Yes, position sizes are all volatility based so "equal out" across asset classes. The actual stoploss would often be on the other side of a multi-year high / low that if hit would signal trend continuation invalidating the initial entry. If the trend does start to reverse (stoploss doesn't get hit), I would build up / scale into a position over a period of weeks or even months depending how long the accumulation / distribution phase lasts.
What I've been looking at recently is using weekly Heikin Ashi bars, they appear to be as good as anything and simple. Here using bitcoin as an example
I understand, it was tough for me as well. My development went in phases, going to longer and longer holding periods as my analysis skills improved. The goal now is to buy undervalued assets for pennies on the dollar when no one wants them but they are on the verge of a multi-year trend reversal and then hang on until they become overvalued (in the bubble phase). Nowadays I make maybe 10 transactions per year unless it's a major capital rotation. The less I trade, the more profitable the portfolio. As long as the macro undercurrents don't change, there is no need for me to do anything but hold on. And the macro changes very slowly, so I only really "work" about 1 hour/day. It's mostly just watching paint dry.

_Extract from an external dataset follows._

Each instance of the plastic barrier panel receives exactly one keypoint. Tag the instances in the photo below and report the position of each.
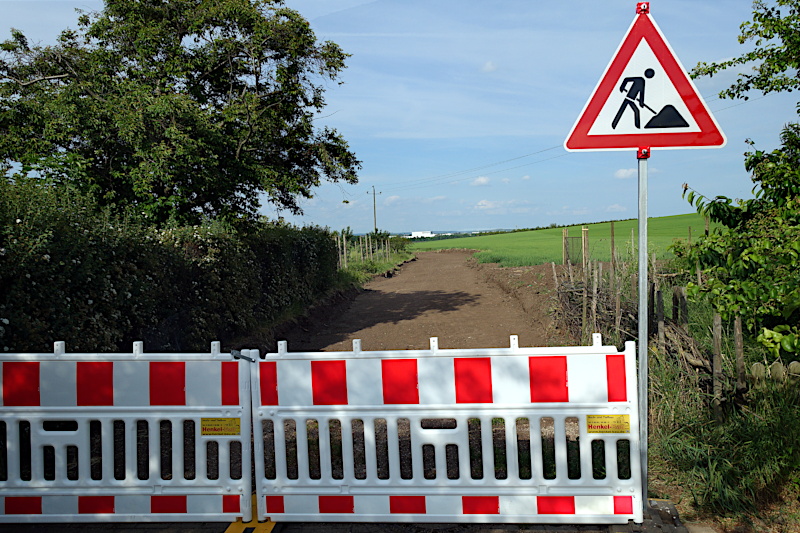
(124, 437)
(516, 435)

I rotate around, the method is move from hot sector to hot sector. They wax and wane, so I keep moving. Gold atm is hottest. Lithium coldest but bottoming out. Bottoming out does not equal hot, but one to watch. September atm, so everything is twitchy.
Weekly, a touch of price below prior weekly low is my signal. Just touch, then gtfo. Easily measured using lowest low in coding. Once price falls, the LLV remains, so you don't lose the signal. Lowest low value.
Nice, I go in when they are cold and bottoming out. Got into gold, silver, copper, uranium and lithium in 2021, some copper names in 2023, platinum & palladium back in Feb/Mar (2024), T-bonds back in May (2024)... well you get the idea.
Choice. Remember, markets can remain irrational. A bottoming pattern can stay there. All hot stocks - which everyone wants, needs to see a pop. So a bottom imo needs a pop before committing.
Yes, well said! For me, I need to see a rising tide on the horizon (= major macro shift), e.g. G7 / G20 central banks being forced into negative real rates to deleverage global debt levels at the onset of a global recession resulting in fiat degradation = stagflation = commodities supercycle.
With trading you want biggest and quickest bang for bucks. Thats the bottom line, profit, as much as possible, as fast as possible. So you commit to what is running, not what you think will run, as back to before, mkts remain irrational. Irrational means difficult to guess ahead of time.